The built-up grey structures of Rhubaba gallery, accompanied by a faint hum of voices, creates an atmosphere of importance and reflection. This feeling is infused within every piece displayed at the recently-opened Only Nothing exhibition which aims to open attendees’ eyes to labour in art, especially the struggle of women and their community within the art institution.
The message is amplified through every meticulous detail; each display is built using a grey structure to symbolise the labour that sustains art, whilst also commenting on the feminisation of that labour. Every artist included uses their experiences and observations to communicate the internationally historic inequality of women in the workforce.

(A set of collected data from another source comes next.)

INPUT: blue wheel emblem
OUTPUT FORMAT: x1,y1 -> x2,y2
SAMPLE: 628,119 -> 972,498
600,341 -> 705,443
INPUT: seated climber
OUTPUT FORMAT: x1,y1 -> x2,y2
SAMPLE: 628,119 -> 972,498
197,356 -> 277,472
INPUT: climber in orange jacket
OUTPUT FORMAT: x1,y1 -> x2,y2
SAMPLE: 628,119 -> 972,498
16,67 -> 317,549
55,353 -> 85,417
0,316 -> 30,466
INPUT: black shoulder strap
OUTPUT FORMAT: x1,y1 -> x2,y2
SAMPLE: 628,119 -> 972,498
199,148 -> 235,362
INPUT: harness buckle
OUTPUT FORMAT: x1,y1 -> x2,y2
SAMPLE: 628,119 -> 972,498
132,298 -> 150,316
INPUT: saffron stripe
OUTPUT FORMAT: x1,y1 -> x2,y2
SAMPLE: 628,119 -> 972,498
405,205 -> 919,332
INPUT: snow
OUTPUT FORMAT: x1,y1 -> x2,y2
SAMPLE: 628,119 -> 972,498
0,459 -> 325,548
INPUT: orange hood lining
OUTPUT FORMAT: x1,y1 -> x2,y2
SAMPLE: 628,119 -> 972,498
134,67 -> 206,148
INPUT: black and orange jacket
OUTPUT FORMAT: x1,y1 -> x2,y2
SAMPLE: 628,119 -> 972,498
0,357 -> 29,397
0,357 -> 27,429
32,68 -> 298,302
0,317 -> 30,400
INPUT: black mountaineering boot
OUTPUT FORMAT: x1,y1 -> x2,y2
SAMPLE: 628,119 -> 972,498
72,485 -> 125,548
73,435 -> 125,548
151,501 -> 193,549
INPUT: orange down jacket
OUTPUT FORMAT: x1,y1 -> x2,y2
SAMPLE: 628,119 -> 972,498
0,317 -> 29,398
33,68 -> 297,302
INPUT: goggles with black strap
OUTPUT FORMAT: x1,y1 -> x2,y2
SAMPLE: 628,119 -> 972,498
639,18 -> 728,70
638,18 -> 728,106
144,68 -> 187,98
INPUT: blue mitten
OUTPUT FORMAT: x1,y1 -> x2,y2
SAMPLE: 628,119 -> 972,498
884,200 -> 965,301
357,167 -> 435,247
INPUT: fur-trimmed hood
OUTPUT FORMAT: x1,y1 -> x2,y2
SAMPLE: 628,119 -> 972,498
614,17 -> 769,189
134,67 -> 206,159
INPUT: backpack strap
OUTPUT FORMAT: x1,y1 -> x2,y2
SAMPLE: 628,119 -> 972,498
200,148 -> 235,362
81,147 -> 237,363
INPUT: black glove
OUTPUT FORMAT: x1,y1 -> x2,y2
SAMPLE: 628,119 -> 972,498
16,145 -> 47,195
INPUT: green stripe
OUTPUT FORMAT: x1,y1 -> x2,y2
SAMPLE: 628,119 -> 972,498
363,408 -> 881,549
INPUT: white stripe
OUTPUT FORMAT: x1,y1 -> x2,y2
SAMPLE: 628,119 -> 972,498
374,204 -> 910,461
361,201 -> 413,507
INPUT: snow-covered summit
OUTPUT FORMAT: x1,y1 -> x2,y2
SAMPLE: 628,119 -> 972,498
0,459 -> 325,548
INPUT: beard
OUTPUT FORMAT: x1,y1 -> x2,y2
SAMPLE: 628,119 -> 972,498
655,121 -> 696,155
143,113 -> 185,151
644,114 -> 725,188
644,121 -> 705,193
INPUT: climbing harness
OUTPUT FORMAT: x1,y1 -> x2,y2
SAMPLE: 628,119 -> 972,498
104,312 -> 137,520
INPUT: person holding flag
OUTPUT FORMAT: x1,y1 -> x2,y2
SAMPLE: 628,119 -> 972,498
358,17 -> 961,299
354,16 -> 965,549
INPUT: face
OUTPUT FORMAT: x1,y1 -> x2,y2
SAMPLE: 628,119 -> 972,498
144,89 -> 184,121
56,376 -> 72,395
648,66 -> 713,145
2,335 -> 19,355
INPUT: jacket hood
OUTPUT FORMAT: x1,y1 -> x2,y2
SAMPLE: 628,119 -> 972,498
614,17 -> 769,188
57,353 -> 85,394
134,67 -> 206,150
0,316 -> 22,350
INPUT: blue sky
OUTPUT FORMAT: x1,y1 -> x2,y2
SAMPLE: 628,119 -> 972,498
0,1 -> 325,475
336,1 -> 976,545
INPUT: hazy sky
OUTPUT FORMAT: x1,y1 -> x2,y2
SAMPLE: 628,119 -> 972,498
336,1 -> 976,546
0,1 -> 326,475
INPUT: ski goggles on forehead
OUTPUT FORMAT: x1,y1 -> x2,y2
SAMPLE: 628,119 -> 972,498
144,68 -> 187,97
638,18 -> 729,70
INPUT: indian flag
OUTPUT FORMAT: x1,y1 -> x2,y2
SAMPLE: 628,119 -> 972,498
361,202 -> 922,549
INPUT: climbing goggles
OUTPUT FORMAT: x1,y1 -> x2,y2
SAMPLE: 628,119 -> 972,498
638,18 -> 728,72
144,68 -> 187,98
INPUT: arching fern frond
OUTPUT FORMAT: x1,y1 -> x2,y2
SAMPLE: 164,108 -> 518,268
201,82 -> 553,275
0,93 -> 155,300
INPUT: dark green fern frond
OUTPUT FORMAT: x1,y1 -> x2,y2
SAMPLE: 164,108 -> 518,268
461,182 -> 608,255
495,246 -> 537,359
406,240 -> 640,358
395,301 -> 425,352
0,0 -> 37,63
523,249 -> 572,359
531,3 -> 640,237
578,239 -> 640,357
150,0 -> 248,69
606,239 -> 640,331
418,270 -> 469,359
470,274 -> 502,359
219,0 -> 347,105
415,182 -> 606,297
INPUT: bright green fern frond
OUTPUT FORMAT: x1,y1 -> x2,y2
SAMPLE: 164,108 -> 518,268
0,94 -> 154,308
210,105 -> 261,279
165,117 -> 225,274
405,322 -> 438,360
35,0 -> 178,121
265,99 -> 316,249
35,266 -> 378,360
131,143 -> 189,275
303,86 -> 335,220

A variety of mediums are used. The most poignant pieces are the short films that present the struggle of women in art which best achieve a powerful sense of personalisation and intimacy. Joanna Billing’s Film In Purple tells the story of a group of young female Swedish hip-hop and Afro dancers who are confined to a purple painted cellar. Billing shows the young women carrying purple tinted glass and sharing the burden of its weight, with the video following a cycle to mirror women’s seemingly never-ending struggle in labour.
Another focal point is Natasha A. Kelly’s episodic film Milli’s Awakening which depicts the wave of black feminism in the German art scene. The film reinforces the idea of women in art acting as a community and sharing the burden of unpaid labour as well as conventional gender discrimination. The use of monochrome heightens the dramatic and shocking experiences of German women within the art scenes of Germany.
In its entirety Only Nothing helps to open up wider conversations on art institutions and the feminine art scene. Every piece helps to demonstrate not only the presence of a community of women in art, but also their shared labour in going against patriarchal institutions in the art world. The exhibition ultimately brings these remarkable women, as well has the whole movement for feminine power in art, into the foreground of our understanding of the art world as a whole.